The New Year brings with it hope and optimism. After a blockbuster 2014, investors are eager to know what 2015 holds in store. Indeed, after an index gain of nearly 30% last year, the good times could well continue, at least in the near term.In the words of legendary value investor, Sir John Templeton: "Bull markets are born in pessimism, grow on scepticism, mature on optimism and end in euphoria". In other words, the best time to invest is when there is pessimism all around because that's when stocks are cheap.

The year 2014 witnessed lowest amount of money raised in a decade! However, the lackluster trends in the primary market can largely be attributed to the time taken in IPO formalities. As the reform expectations bring retail investors back to the markets, a new wave of confidence has taken over the companies that are ready to raise money this year. As such, 2015 will be a different story for IPO market it seems.

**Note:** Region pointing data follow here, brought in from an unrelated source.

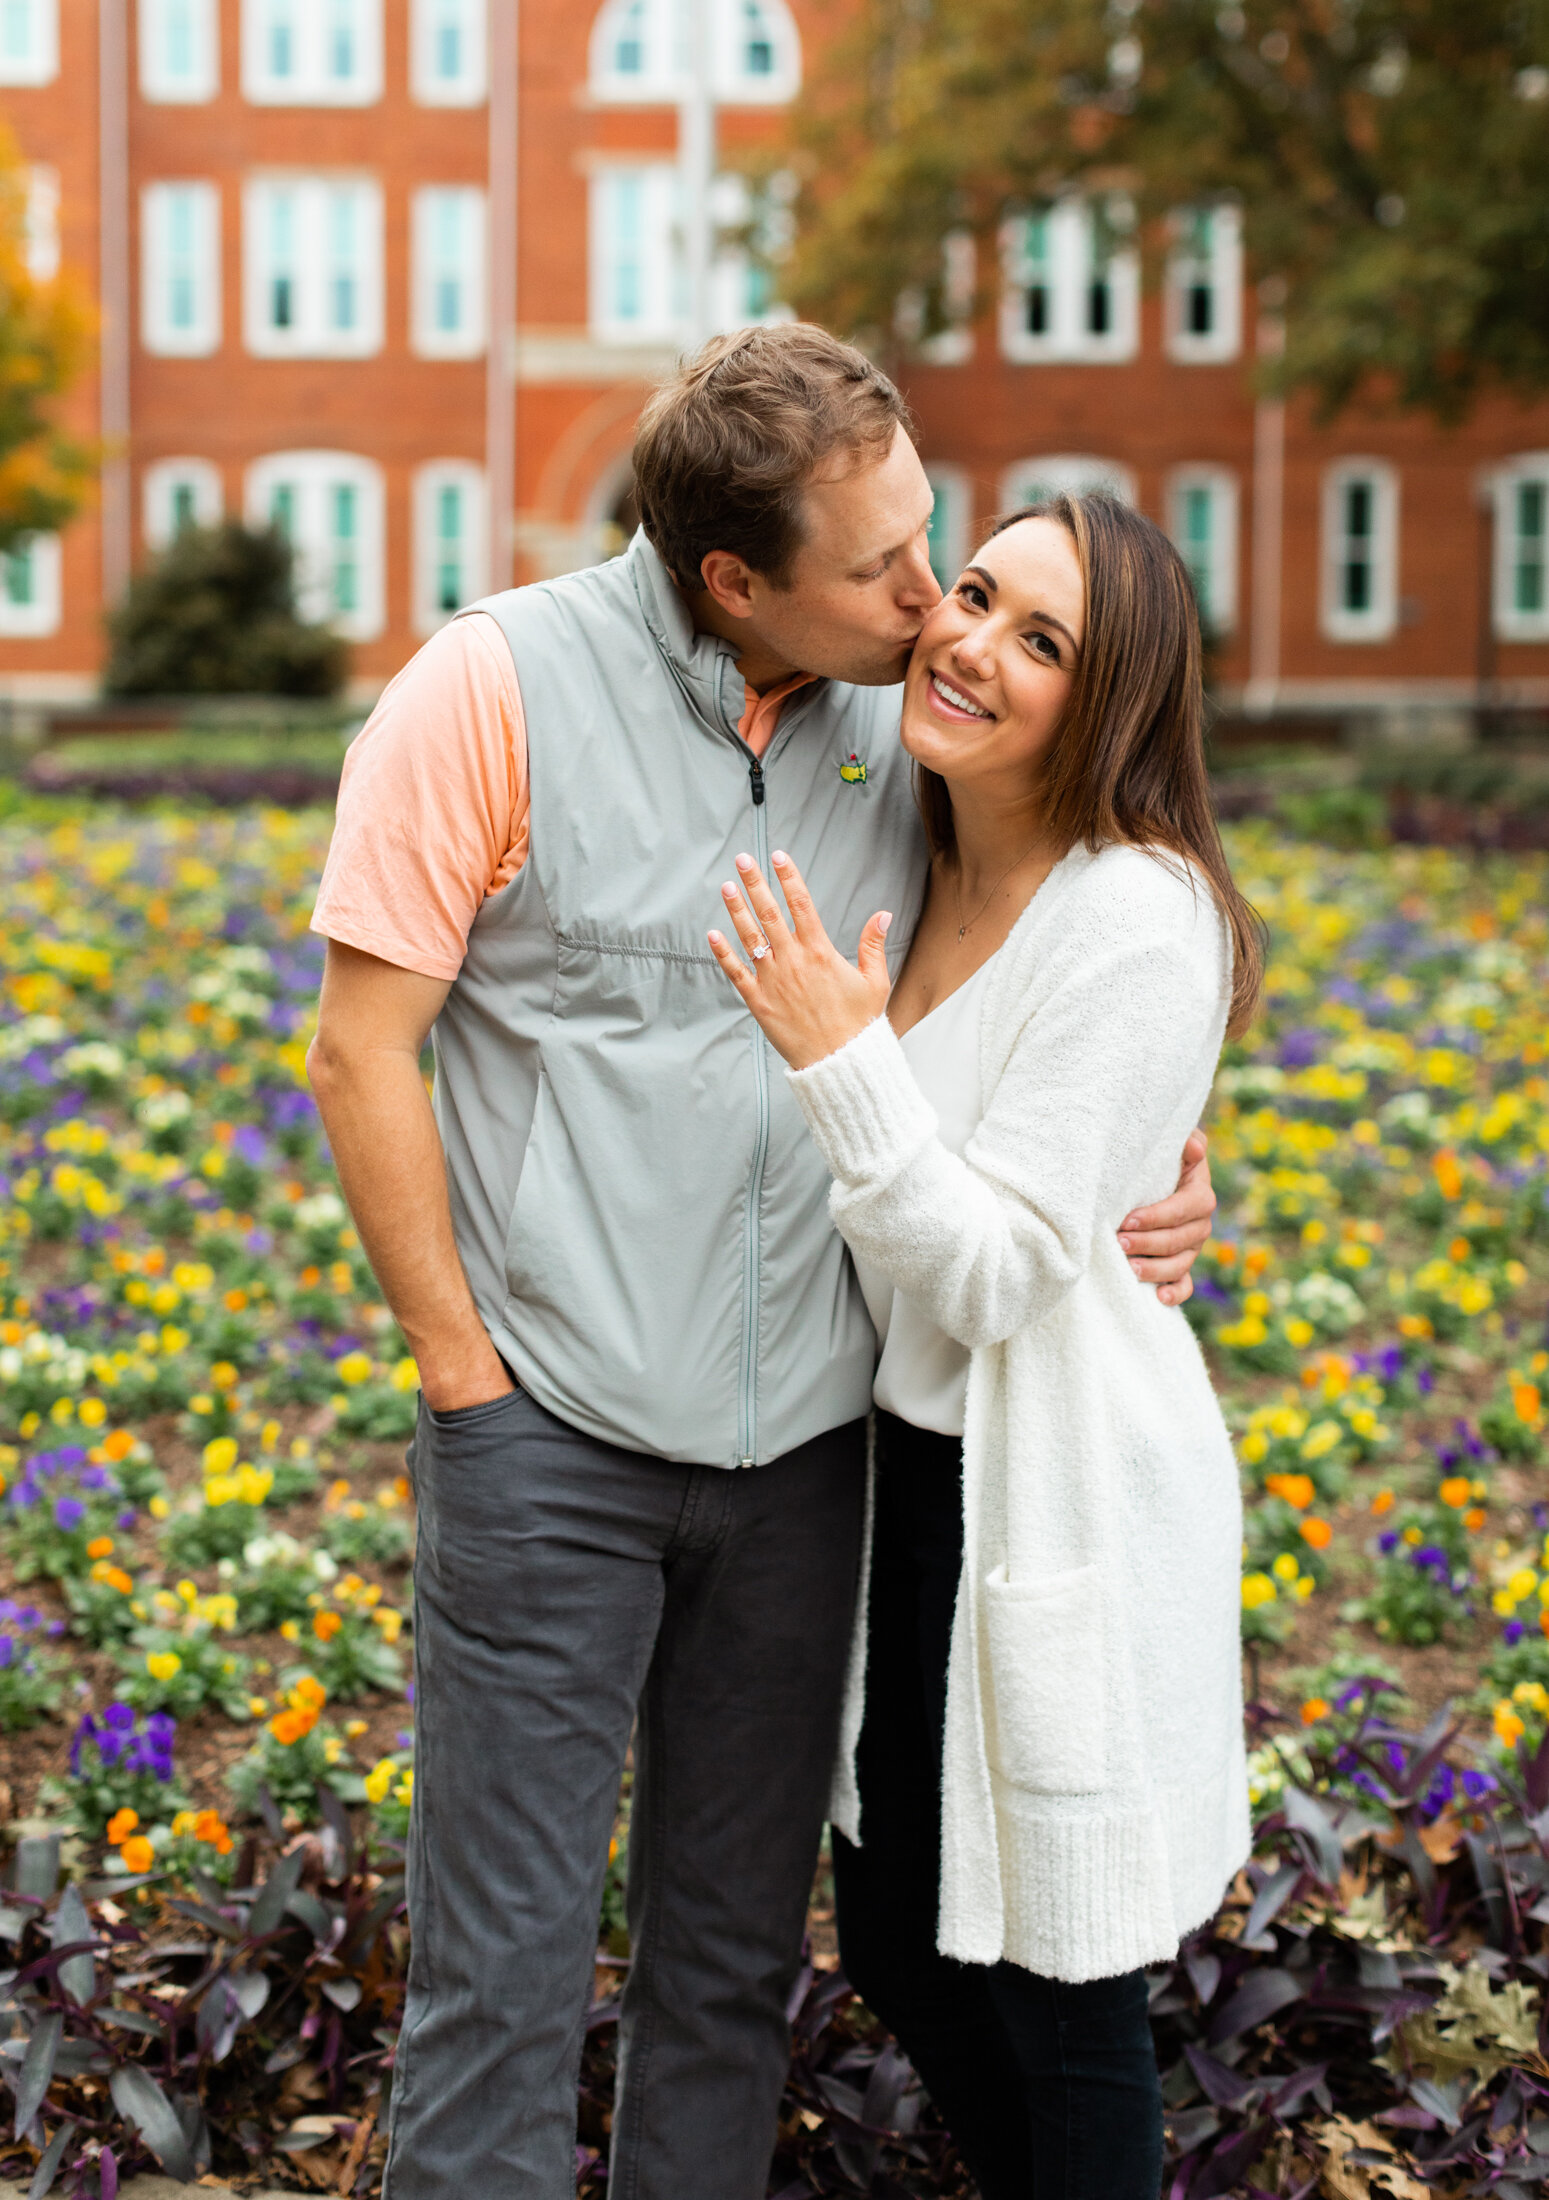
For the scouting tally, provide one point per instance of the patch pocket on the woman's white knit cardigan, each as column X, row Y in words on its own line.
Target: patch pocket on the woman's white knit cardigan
column 1046, row 1642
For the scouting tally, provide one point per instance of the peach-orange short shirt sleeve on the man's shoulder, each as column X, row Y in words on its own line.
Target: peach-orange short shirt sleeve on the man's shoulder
column 432, row 806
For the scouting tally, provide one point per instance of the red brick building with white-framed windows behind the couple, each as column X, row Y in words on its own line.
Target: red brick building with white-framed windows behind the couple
column 399, row 272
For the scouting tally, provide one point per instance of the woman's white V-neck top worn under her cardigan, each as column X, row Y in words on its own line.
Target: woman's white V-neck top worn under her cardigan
column 923, row 1374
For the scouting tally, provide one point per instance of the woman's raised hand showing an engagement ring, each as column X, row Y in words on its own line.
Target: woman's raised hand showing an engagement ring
column 800, row 989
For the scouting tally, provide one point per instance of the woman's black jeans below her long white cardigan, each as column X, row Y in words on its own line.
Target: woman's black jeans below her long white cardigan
column 1051, row 2091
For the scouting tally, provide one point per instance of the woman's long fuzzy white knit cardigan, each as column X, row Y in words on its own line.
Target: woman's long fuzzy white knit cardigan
column 1095, row 1792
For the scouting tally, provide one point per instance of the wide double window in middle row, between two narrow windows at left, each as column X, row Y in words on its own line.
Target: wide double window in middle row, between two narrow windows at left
column 314, row 252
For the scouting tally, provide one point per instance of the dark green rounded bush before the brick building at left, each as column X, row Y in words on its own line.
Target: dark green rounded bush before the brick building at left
column 215, row 615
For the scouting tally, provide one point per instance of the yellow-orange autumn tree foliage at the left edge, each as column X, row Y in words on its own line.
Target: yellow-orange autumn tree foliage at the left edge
column 45, row 344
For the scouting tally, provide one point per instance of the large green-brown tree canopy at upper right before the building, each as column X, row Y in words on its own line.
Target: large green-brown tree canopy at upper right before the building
column 1392, row 162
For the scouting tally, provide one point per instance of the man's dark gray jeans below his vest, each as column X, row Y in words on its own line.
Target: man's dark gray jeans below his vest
column 562, row 1589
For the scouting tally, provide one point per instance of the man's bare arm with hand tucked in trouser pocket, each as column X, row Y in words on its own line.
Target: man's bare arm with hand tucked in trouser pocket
column 364, row 1068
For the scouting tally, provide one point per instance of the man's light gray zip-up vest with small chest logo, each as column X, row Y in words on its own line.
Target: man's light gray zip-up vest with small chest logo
column 637, row 1202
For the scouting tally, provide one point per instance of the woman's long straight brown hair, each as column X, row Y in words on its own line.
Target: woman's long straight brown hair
column 1130, row 758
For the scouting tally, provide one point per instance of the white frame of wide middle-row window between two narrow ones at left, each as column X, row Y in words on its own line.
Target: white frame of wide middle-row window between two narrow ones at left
column 314, row 223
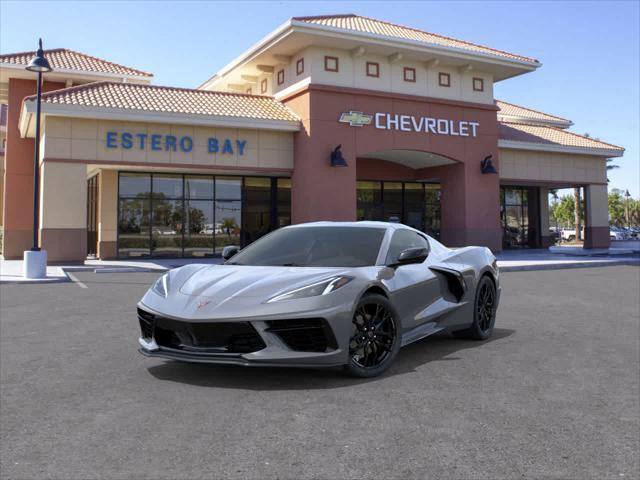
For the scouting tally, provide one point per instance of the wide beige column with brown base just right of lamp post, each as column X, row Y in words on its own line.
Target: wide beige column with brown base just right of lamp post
column 63, row 211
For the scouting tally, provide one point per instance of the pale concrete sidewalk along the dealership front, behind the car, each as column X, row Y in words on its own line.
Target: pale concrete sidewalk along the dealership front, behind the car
column 508, row 261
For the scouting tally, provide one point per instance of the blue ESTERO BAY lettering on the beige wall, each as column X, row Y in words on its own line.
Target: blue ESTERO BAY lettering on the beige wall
column 171, row 143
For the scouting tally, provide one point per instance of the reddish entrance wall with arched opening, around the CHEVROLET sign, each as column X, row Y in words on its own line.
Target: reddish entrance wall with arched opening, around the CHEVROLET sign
column 470, row 200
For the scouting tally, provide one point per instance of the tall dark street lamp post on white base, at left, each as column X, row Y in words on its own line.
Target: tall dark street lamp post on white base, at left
column 35, row 260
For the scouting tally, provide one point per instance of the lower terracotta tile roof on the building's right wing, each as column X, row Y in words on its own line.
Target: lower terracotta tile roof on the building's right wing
column 517, row 132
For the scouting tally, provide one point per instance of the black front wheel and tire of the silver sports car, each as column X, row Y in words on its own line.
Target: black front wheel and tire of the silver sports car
column 376, row 337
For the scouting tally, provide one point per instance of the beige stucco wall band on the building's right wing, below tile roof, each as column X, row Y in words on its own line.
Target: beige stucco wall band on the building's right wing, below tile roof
column 551, row 167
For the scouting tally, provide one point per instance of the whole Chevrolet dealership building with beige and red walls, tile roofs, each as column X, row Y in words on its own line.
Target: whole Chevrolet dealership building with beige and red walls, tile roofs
column 327, row 118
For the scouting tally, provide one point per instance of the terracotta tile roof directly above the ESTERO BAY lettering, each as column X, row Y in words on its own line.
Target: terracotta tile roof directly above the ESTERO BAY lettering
column 153, row 98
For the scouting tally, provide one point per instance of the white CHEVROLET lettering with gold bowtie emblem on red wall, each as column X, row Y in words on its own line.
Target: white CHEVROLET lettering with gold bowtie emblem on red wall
column 411, row 123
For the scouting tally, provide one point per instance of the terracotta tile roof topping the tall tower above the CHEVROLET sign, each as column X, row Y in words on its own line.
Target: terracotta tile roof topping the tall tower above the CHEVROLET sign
column 379, row 27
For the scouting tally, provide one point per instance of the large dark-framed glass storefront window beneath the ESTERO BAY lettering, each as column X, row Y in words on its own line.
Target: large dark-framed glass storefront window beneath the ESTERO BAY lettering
column 196, row 215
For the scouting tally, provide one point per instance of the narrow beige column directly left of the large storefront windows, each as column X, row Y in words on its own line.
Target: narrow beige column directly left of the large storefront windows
column 107, row 214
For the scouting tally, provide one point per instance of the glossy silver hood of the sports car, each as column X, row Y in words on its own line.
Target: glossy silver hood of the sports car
column 225, row 281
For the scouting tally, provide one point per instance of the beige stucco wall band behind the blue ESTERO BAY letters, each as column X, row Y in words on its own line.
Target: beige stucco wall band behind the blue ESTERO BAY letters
column 80, row 139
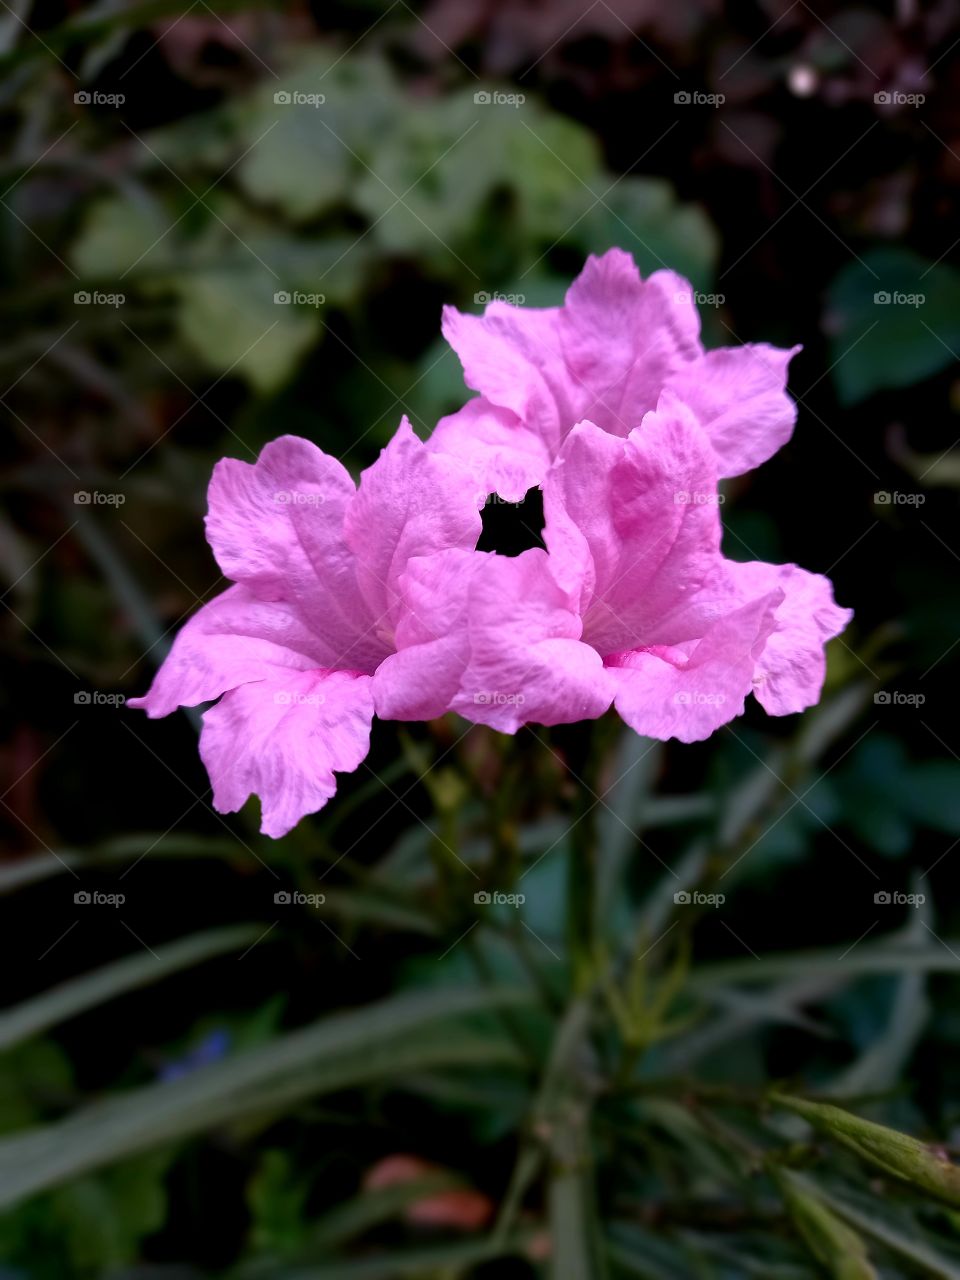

In an era where the developed world is still battling inflation and the central banks are only combating this through loose monetary policies, global investors are looking at opportunities outside of these countries. Naturally, emerging economies such as India and China among others are finding considerable favour.

Foreign institutional investors (FIIs) have been pouring money into the Indian stockmarkets on the back of the Modi wave. After 2 years of considerable slowdown under the reign of the largely ineffective UPA government, considerable hopes have been pinned on the Modi government to unleash reforms and kick start economic growth in the country.

Since Indian stock markets have always been influenced by foreign money, the surge of liquidity has led to considerable run up in stock prices. Therefore, will this rally last or are Indian markets ripe for correction? Further, how does the performance of the Indian indices compare with that of China?

Let us examine the second question first. As reported in the Economic Times, the past month has seen a huge jump in the Chinese stock markets. Indeed, Chinese markets have gained around 25% in the period, while Indian indices have gained a mere 1%. It has also been estimated that China's valuations are cheaper as compared to India based on one year forward earnings. In such a scenario, it is quite possible that FIIs may prefer to invest in Chinese equities as compared to Indian stock markets in the coming months. And the kind of money that has been pouring into India will see some sort of a pause.

Having said that, the notion of valuations in China being cheaper does not necessarily make it an attractive destination. Commodity prices crashing, wasteful investments and a possible debt bubble are all problems that make China a ticking time bomb.

The rise in stock prices has also been quite unprecedented in China. As reported on Bloomberg, the value of shares changing hands on China's two biggest exchanges exceeded 1 trillion Yuan (around US$ 162 bn) for the first time Last month. This is more than five times the average daily turnover during the past three years. In Shanghai, trading values have increased threefold when compared to the market's peak in 2007. Thus, the idea that China's valuations are cheaper based on forward earnings should be taken with a pinch of salt we believe.

India, in the meanwhile, has seen valuations become rich even though on the ground level economic activity is yet to significantly pick up. We are not saying this will not happen. The growth story very much remains intact. But the stock prices do seem to have run ahead of fundamentals somewhat. And we will not be surprised if some sort of a correction does take place.